Here's our (cleaned) tweet: let’s make even greater #kag 🇺🇸 httpstcoy9qozd5l2z
Actual party is Republican and our classifer says Republican.

Here's our (cleaned) tweet: 1h

Now that we've looked at it some, let's score a bunch and see how we're doing.

In [27]:
# dictionary of counts by actual party and estimated party. 
# first key is actual, second is estimated
parties = ['Republican','Democratic']
results = defaultdict(lambda: defaultdict(int))

for p in parties :
    for p1 in parties :
        results[p][p1] = 0


num_to_score = 10000
random.shuffle(clean_tweet_data)

for idx, tp in enumerate(clean_tweet_data) :
    tweet, party = tp    
    # Now do the same thing as above, but we store the results rather
    # than printing them. 
   
    # get the estimated party
    estimated_party = classifier.classify(conv_features(tweet, feature_words))
    
    results[party][estimated_party] += 1
    
    if idx > num_to_score : 
        break

In [28]:
results

defaultdict(<function __main__.<lambda>()>,
            {'Republican': defaultdict(int,
                         {'Republican': 3592, 'Democratic': 686}),
             'Democratic': defaultdict(int,
                         {'Republican': 4738, 'Democratic': 986})})

### Reflections

**Write a little about what you see in the results**

The results show that for tweets from the Republican party, the classifier correctly identified 3,592 as Republican but misclassified 686 as Democratic.
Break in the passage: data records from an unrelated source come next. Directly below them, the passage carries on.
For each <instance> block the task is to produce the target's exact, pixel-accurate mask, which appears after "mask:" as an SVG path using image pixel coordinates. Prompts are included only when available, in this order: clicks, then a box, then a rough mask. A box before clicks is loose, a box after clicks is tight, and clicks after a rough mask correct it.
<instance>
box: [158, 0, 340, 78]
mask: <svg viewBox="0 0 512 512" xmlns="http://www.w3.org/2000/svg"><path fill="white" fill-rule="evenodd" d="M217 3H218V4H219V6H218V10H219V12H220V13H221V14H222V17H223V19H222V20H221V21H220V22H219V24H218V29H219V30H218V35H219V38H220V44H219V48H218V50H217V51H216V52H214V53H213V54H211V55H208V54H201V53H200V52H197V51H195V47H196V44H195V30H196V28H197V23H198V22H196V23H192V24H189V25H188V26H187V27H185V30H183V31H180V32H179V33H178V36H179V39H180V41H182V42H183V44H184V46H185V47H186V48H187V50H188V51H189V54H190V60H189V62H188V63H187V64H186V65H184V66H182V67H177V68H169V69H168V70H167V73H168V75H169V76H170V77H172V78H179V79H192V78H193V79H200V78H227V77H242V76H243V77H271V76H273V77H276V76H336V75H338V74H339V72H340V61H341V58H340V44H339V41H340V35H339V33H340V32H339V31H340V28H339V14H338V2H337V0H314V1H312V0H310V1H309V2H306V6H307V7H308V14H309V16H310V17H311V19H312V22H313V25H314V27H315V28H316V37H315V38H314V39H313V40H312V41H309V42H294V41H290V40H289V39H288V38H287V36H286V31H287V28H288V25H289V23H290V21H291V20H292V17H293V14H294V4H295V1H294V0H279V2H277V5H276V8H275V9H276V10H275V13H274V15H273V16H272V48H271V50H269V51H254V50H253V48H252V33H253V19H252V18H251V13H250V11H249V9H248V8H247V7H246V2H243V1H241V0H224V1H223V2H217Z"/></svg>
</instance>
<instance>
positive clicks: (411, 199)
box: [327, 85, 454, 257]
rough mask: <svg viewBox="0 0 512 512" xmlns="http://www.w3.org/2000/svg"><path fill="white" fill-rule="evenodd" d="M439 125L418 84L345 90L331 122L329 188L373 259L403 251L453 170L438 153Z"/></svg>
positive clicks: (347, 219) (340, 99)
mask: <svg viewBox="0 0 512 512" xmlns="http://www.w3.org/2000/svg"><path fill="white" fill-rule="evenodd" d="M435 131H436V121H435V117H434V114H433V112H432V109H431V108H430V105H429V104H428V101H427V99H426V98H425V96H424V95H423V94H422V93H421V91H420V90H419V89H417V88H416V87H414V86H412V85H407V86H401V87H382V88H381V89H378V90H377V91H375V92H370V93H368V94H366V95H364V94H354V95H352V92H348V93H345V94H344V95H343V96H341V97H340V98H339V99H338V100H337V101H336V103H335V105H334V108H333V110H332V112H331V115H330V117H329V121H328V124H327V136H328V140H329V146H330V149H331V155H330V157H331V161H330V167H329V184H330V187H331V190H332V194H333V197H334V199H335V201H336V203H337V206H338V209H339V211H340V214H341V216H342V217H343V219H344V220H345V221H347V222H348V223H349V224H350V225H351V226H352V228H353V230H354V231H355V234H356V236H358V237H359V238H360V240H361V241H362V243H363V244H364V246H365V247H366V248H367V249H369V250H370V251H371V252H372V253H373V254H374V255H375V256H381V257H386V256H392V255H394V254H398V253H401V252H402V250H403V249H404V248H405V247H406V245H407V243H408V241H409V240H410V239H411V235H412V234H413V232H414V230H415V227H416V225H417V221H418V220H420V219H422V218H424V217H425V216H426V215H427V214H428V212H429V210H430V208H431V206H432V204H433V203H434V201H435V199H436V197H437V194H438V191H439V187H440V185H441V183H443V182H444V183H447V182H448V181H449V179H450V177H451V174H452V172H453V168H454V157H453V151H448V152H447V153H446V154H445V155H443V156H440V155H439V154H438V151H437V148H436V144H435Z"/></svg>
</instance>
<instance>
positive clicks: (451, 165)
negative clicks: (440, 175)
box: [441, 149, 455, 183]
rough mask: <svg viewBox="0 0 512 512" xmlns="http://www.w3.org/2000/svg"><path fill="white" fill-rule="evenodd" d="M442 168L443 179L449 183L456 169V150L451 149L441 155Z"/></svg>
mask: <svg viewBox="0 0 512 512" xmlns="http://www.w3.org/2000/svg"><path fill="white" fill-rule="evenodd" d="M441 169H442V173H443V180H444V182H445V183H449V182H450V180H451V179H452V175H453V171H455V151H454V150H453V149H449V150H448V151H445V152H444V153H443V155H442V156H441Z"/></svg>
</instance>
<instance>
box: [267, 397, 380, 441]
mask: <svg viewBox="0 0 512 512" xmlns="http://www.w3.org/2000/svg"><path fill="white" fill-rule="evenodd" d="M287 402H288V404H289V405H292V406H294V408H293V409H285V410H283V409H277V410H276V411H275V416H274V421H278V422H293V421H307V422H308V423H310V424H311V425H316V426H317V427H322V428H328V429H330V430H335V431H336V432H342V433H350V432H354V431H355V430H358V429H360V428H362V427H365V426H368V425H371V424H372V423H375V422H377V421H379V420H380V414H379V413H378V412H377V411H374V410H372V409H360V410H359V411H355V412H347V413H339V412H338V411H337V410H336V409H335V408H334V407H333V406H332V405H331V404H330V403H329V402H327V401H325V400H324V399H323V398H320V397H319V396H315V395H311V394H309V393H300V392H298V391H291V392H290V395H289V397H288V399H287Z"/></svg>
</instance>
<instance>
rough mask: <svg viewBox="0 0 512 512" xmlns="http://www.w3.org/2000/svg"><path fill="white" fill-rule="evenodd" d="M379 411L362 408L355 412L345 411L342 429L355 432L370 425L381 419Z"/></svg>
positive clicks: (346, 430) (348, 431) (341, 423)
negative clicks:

For tweets from the Democratic party, it accurately classified 986 as Democratic but incorrectly labeled 4,738 as Republican. This indicates that the classifier is better at identifying Republican tweets compared to Democratic ones. The imbalance suggests that the model might have a bias towards classifying tweets as Republican, or it may need additional features to better differentiate between the two parties.